Storia di un Expat Italiano: New York, New York

E’ da quando ho visto Toy Story – dovevo avere 5 o 6 anni – che ho il sogno dell’America.

I racconti (probabilmente falsi) del lontano zio che vi aveva fatto fortune, i film ambientati a Manhattan, le immagini della Maratona, la Statua della Libertà.

Chi di noi non si è mai chiesto: “Come sarebbe la mia vita a New York?”.

Il sogno l’ho realizzato nel 2013, quando sono arrivato per fare un semestre di studio alla New York University. “New York, New York!”. Solo sei mesi, troppo pochi..

Poi l’occasione di una vita.

Dopo 3 anni di lavoro passati all’ombra del Big Ben, nel 2017 ho la possibilità di trasferirmi in pianta stabile nella città dei sogni. Sinatra ti canta nel cuore: “Start spreading the news, I am leaving today”

Oggi, a due anni di distanza, e sull’aereo in procinto di iniziare il terzo, è ora di fare un bilancio su come è vivere e lavorare a New York.

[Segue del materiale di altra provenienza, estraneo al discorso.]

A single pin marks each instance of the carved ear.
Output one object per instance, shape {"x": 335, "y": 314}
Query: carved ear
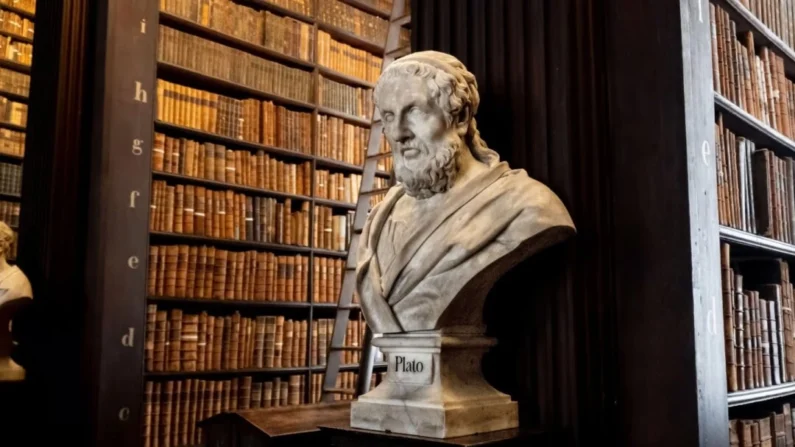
{"x": 462, "y": 120}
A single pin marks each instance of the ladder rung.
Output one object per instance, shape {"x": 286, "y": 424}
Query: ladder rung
{"x": 403, "y": 21}
{"x": 400, "y": 52}
{"x": 340, "y": 391}
{"x": 374, "y": 191}
{"x": 351, "y": 307}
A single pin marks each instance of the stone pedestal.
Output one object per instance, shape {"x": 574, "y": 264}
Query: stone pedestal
{"x": 434, "y": 387}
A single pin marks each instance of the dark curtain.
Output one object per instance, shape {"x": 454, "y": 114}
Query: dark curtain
{"x": 537, "y": 66}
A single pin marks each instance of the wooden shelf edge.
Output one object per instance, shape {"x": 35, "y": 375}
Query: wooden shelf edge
{"x": 353, "y": 119}
{"x": 351, "y": 39}
{"x": 232, "y": 142}
{"x": 358, "y": 4}
{"x": 230, "y": 186}
{"x": 335, "y": 203}
{"x": 15, "y": 66}
{"x": 344, "y": 78}
{"x": 746, "y": 397}
{"x": 747, "y": 21}
{"x": 230, "y": 303}
{"x": 168, "y": 69}
{"x": 231, "y": 242}
{"x": 205, "y": 32}
{"x": 227, "y": 372}
{"x": 21, "y": 12}
{"x": 754, "y": 129}
{"x": 736, "y": 236}
{"x": 282, "y": 11}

Vivere a New York non è bello, è FIGO. Sei al centro del mondo. Tutti ti chiedono i selfies da Times Square, le instagram stories da Central Park, una panoramica dal tuo ufficio nell’Empire State Building, di ospitarli a casa nell’Upper East Side: sei lo zio d’America che hai sempre sognato.

I sogni pero’, spesso sono diversi dalla realta’, e dopo due anni inizi a notare certe cose, specialmente se vivi a Manhattan…

  • La gente va sempre di corsa, e non saluta, o meglio, tutti chiedono sempre ‘how’s going’?, ma non gliene frega niente di saperlo e non si aspettano alcuna risposta
  • Le case sono vecchie, non arredate e in mano alla mafia degli agenti immobiliari. Ogni volta che ti trasferisci, non solo devi comprare i mobili nuovi e la cucina, ma sei anche costretto a pagare la parcella e foraggiare questo schifoso business (4000$ si sono pigliati a me per l’appartamento in affitto – mariuoli!)
  • I rapporti umani sono di natura puramente transazionale. Nessuno ti aiuta se non dai qualcosa in cambio. Un giorno ho chiesto ad un collega di aiutarmi a portare un televisore al secondo piano… mi ha chiesto 20$.
    • Ho elaborato una teoria su New York secondo cui chi muore il funerale deve organizzarselo da solo, a te davvero nessuno ci pensa!
  • Tutto costa un troppo: Al ristorante non spendi meno di 80$ a persona (e i camerieri vogliono una mancia del 20%), viaggiare dappertutto costa tantissimo (un treno da Philadelphia a New York di 1 ora e mezza costa 150$, noi da Napoli a Latina – stessa distanza – ne paghiamo meno di 10$), Normalissime analisi del sangue costano almeno 400$, per non parlare dei farmaci
  • Il clima fa schifo per 8 mesi l’anno (da Ottobre a Marzo fa troppo freddo e a Luglio e Agosto fa troppo caldo)
  • Le ragazze – io non lo so queste che si mangiano da bambine – pretendono per la proposta di matrimonio un anello di diamante da 2 o 3 carati (ovviamente solamente per mettere le storie su instagram), che deve costare almeno tre stipendi (lordi), altrimenti si trovano un altro – e qualche scemo che gli compra un anello da 30,000$ queste se lo trovano
  • Ottenere un visto lavorativo è quasi impossibile, e conquistare la green card è un’impresa titanica (a meno che non sei disposto a sposarti, ma non ti dimenticare dell’anello)

Lo so, queste sono cose che succedono in moltissime città e che abbiamo visto in tante salse nelle nostre Milano, Roma, Londra o Berlino.

Ma New York era la città del sogno, non puo’ essere come tutte le altre.

Il comandante ci informa che stiamo per atterrare, il computer e’ quasi scarico, cosi’ come l’Iphone da cui ascolto i versi nel poeta Nino D’Angelo, la nostalgia di casa monta…

Eppure, per ora, New York è casa mia e lo sara’ ancora per un po’. E non tanto per i soldi, per l’ufficio dell’Empire State Building, o perché è figo. La realtà è che andare via vuol dire capire che quel sogno è finito, e che non sei più un bambino. Non svegliatemi.